May 04 2009
Why We Need Religion… and I Couldn’t Have Said It Better Myself
Here is a shocker, an article expressing a positive opinion on religion in the NEW YORK TIMES! Stanley Fish reviews the book “Reason, Faith, and Revolution: Reflections on the God Debate” by Terry Eagleton. In the book, Eagleton argues that science cannot replace religion for the simple reason that science has nothing to do with the questions, needs, and purposes religions fills. Likewise, religion has no functions to answer the questions of science. Here is my favorite excerpt from the article:
Eagleton likes this turn of speech, and he has recourse to it often when making the same point: “[B]elieving that religion is a botched attempt to explain the world . . . is like seeing ballet as a botched attempt to run for a bus.” Running for a bus is a focused empirical act and the steps you take are instrumental to its end. The positions one assumes in ballet have no such end; they are after something else, and that something doesn’t yield to the usual forms of measurement. Religion, Eagleton is saying, is like ballet… it’s after something else.
To use science to address religious concerns perverts it. Likewise, to use religion to address scientific concerns is a debacle. We need to stop choosing between the two, and instead recognize the purpose and limitations of both.

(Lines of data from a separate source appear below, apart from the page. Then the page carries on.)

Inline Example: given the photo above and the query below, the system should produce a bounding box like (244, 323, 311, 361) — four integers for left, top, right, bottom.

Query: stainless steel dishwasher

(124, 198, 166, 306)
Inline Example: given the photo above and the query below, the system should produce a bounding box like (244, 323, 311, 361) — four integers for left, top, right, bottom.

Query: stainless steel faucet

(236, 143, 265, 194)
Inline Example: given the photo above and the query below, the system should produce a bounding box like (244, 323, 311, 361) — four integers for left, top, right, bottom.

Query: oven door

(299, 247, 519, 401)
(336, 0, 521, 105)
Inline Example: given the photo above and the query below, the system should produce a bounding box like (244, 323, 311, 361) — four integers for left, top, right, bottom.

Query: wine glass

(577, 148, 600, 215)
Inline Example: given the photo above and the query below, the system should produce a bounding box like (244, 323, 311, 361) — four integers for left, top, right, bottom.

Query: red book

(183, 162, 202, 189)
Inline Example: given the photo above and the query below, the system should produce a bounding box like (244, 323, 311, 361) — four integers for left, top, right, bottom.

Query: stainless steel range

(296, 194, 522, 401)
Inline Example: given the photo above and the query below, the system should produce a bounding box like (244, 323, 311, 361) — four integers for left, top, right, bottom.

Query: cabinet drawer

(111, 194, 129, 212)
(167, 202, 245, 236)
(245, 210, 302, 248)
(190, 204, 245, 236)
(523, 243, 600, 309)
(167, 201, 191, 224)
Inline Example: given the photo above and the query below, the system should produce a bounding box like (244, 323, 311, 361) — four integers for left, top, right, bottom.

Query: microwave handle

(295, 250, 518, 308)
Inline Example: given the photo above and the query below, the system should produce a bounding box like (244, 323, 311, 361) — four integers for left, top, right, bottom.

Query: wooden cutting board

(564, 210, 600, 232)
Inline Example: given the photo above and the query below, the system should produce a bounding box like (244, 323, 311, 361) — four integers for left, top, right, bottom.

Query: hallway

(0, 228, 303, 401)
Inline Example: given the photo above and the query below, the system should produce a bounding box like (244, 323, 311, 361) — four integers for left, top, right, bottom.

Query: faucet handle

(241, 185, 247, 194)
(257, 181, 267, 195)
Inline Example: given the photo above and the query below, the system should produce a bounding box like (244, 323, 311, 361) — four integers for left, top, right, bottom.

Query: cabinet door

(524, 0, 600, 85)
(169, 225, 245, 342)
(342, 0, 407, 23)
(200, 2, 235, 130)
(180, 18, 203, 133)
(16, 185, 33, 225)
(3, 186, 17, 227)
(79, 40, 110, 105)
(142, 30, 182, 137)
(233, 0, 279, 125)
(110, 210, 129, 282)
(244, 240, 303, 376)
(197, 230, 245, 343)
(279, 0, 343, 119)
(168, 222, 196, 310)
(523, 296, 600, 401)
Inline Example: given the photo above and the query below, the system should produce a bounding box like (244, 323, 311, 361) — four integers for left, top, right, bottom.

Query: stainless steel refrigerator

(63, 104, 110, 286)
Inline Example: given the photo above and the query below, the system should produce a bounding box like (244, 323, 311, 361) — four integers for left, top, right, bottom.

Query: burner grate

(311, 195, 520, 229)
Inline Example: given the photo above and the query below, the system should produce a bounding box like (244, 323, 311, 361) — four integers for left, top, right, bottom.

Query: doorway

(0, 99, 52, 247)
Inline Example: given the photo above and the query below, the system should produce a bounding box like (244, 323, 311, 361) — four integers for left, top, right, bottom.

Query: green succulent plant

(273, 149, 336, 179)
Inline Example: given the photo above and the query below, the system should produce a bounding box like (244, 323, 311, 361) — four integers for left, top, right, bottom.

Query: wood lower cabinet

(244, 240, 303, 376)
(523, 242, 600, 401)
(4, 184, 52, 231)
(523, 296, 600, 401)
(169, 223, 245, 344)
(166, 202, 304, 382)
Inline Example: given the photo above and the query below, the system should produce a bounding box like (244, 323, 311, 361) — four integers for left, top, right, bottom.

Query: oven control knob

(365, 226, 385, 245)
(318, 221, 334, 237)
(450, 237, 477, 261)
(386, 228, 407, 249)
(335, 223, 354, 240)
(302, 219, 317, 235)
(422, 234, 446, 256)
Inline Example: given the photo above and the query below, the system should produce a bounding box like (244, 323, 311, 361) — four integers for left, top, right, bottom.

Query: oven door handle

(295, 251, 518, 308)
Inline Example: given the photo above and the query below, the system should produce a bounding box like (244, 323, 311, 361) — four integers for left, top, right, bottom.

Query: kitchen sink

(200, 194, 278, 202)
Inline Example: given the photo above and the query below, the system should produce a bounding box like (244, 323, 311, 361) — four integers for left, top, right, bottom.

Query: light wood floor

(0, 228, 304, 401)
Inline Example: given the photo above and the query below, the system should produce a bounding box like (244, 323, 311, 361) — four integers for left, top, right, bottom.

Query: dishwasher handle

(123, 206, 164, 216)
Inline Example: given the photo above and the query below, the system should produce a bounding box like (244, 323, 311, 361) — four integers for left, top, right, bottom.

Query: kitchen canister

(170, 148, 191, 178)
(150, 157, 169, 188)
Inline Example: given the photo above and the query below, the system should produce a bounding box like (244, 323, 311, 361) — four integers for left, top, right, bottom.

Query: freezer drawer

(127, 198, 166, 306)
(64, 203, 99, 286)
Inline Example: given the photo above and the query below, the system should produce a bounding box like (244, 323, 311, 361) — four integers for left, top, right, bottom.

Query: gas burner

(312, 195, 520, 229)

Here is the link to the New York Times article:
http://fish.blogs.nytimes.com/2009/05/03/god-talk/
Here is the link to the book on Amazon:
http://www.amazon.com/Reason-Faith-Revolution-Reflections-Lectures/dp/0300151799/
Here is a link to my past article on this topic:
How Science and Religion Can Play Nicely Together… and Should!
























Excellent article. I should dust off the obsolete library card and get this book.
Yeah…that’s great.
So the next time Science goes out in search of answers to purely empirical questions such as the age of the universe or the origin of carbon-based life, we can trust Religion to STFU and stay the hell out of the way?

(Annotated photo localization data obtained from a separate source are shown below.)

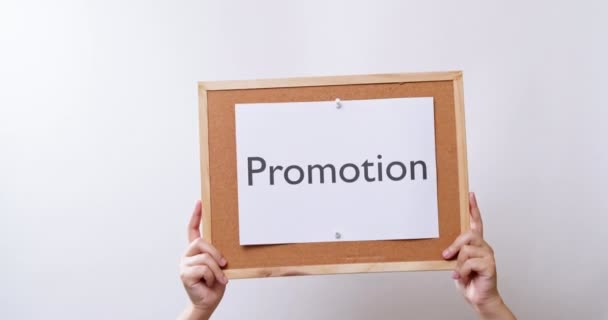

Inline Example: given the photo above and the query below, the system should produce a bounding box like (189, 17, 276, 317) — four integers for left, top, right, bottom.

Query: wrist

(180, 304, 213, 320)
(474, 295, 515, 320)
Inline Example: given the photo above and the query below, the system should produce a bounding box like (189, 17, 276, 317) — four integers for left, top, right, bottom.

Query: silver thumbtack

(335, 98, 342, 109)
(335, 232, 342, 239)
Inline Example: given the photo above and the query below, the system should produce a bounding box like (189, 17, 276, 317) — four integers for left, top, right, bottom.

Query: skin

(178, 200, 228, 320)
(442, 193, 516, 320)
(179, 192, 515, 320)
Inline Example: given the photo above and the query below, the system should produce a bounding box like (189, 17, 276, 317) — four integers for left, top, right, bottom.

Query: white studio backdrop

(0, 1, 606, 319)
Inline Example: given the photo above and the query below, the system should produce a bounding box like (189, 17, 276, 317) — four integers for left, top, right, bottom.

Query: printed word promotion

(247, 155, 429, 186)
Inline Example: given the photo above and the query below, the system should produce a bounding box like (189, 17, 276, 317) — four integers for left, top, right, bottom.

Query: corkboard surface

(206, 80, 461, 270)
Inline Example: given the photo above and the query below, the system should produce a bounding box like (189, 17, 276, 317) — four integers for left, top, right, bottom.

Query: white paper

(234, 97, 439, 245)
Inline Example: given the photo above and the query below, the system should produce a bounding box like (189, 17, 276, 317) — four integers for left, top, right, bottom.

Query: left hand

(442, 193, 508, 317)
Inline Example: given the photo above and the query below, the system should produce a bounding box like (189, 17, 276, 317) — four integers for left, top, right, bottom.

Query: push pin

(335, 232, 342, 240)
(335, 98, 342, 109)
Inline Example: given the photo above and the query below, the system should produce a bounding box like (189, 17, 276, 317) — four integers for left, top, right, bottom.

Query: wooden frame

(198, 71, 469, 279)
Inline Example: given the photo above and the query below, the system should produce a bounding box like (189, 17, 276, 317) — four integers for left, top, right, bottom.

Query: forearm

(178, 305, 213, 320)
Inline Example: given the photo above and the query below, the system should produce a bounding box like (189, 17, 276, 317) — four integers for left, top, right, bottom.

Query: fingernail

(223, 276, 229, 284)
(442, 249, 450, 258)
(220, 258, 227, 266)
(452, 271, 460, 279)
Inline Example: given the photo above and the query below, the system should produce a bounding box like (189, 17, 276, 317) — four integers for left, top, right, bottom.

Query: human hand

(442, 193, 515, 320)
(178, 201, 228, 320)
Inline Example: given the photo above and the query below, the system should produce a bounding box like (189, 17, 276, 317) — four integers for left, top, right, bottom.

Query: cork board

(198, 71, 469, 279)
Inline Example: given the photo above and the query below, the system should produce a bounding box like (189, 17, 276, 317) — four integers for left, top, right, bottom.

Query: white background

(236, 98, 438, 245)
(1, 1, 606, 319)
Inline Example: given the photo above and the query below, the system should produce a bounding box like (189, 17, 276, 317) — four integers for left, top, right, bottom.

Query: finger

(184, 253, 228, 285)
(442, 230, 484, 259)
(188, 200, 203, 243)
(456, 245, 488, 269)
(453, 257, 494, 284)
(185, 238, 227, 267)
(181, 265, 215, 287)
(451, 257, 484, 282)
(469, 192, 483, 236)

I think the part of the point is that the origin of life has yet to be an empirical question. Empirical means that we can verify a hypothesis with a repeatable and demonstrable experiment. Until we can create a universe in a lab or life from a petri dish, we are stuck *gasp* with religion.
Although I would agree that the age of the universe is not a question either can really answer well at this point. I would also concede that religion, while identifying a source of life, cannot answer HOW that life actually came into existence.

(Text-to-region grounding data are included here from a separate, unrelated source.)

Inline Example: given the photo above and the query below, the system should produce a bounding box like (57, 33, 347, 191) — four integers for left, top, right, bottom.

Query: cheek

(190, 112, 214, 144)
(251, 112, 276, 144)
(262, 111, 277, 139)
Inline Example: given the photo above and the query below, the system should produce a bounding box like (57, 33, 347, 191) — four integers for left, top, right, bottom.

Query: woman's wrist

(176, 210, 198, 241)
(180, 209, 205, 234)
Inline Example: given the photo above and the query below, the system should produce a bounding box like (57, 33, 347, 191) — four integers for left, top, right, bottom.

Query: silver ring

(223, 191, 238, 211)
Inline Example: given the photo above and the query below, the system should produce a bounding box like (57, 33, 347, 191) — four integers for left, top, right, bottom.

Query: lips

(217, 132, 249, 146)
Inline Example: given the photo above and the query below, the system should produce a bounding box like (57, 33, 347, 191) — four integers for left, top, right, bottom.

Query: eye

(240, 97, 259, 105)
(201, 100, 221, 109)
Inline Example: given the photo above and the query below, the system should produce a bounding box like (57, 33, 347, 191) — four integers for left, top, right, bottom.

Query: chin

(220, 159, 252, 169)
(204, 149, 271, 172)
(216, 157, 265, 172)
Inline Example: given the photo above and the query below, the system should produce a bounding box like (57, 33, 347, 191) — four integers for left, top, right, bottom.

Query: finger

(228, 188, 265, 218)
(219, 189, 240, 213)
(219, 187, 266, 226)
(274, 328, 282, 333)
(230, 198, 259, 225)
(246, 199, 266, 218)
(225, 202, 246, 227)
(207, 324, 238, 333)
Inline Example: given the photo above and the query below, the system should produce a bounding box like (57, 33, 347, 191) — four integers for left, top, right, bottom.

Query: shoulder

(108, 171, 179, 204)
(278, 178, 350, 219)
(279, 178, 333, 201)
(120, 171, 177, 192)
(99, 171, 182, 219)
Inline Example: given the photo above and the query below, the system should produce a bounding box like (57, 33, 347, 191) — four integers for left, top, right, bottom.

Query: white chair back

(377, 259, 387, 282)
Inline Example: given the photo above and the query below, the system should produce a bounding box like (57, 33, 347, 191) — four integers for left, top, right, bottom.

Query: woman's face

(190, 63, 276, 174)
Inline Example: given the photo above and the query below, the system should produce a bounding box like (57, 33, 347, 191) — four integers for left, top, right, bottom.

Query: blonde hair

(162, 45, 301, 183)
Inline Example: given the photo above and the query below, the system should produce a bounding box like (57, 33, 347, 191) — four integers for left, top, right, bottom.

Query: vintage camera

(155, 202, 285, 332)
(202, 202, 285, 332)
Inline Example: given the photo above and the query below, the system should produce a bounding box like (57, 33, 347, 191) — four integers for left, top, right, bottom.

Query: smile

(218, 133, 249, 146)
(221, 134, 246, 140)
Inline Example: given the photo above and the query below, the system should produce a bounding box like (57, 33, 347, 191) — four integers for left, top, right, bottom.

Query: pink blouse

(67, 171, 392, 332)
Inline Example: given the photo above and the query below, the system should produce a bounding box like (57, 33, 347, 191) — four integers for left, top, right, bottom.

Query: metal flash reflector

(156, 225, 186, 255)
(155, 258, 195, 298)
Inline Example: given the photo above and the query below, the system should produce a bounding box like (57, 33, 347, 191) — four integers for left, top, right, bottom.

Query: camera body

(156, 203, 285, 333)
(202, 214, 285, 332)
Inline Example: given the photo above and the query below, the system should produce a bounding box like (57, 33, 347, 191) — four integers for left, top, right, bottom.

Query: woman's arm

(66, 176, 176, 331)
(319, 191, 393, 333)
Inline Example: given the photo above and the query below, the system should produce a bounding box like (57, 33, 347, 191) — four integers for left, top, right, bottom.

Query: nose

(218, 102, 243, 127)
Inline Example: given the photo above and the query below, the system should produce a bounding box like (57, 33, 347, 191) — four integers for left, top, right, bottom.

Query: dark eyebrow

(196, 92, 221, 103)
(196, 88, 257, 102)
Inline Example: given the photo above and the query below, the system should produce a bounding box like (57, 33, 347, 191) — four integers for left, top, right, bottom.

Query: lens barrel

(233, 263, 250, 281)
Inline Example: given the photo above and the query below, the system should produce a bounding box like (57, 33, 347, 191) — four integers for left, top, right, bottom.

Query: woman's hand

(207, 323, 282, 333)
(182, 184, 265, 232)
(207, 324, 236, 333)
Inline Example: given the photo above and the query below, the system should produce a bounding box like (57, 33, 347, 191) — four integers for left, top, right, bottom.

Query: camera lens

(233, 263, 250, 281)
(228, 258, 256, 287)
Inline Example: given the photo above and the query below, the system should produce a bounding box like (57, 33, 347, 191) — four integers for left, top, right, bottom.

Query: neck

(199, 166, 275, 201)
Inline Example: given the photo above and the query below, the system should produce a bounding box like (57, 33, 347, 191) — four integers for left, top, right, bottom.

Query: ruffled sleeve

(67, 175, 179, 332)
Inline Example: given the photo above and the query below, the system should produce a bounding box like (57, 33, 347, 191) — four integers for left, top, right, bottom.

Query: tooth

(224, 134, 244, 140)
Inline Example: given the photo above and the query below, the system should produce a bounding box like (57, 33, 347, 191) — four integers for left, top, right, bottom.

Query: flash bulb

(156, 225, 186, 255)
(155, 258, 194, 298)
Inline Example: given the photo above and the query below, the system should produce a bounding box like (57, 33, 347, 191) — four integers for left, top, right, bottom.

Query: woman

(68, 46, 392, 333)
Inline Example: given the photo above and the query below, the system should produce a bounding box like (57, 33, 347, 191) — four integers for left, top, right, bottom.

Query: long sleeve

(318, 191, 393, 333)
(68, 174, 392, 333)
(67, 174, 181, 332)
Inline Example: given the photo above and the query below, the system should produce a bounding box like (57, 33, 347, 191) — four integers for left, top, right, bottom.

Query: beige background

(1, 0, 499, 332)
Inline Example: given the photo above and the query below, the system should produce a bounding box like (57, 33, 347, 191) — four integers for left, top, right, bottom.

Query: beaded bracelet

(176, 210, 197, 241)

Again, it is about logically and realistically acknowledging our limitations. There is too much we don’t know, that science or religion claiming an answer to is foolish.
However, there are questions of context and purpose where religion gives us a direction, a history, and point of reference that science cannot offer.
I need the Christ centered belief because I need God in my life.
@yaholo
actually, based on the leftover radiation from the beginning of the universe, ours is about 14 billion years old. science answered that one.
@junesattack
Since you didn’t cite your source, I can’t directly address what gave you that particular impression. Radiation testing, and other similar methods like carbon-dating, are touchy at best. In order for them to be accurate, you have to know for sure the radiation levels at the beginning of the universe (no one knows that). We can make educated guesses, but we don’t know.
Also, radiation half-lifes can be effected by the surrounding environment. For an accurate measurement, we would have to assume that the conditions determining the current measurable half-life are identical to the past conditions.
You should read into the concept of “assumption of strong priors”, which is basically states that all these theories have to make assumptions of prior conditions.
I am not disagreeing that current evidence and methodology points to a 14 billion year universe, but I am objecting to the assumption that we “know” it is 14 billion years old or that it is “answered”. You are exposing a very “faith” like trust in science if that is your position. And not even science, you are putting faith in contemporary science, which has a long history of absurdity.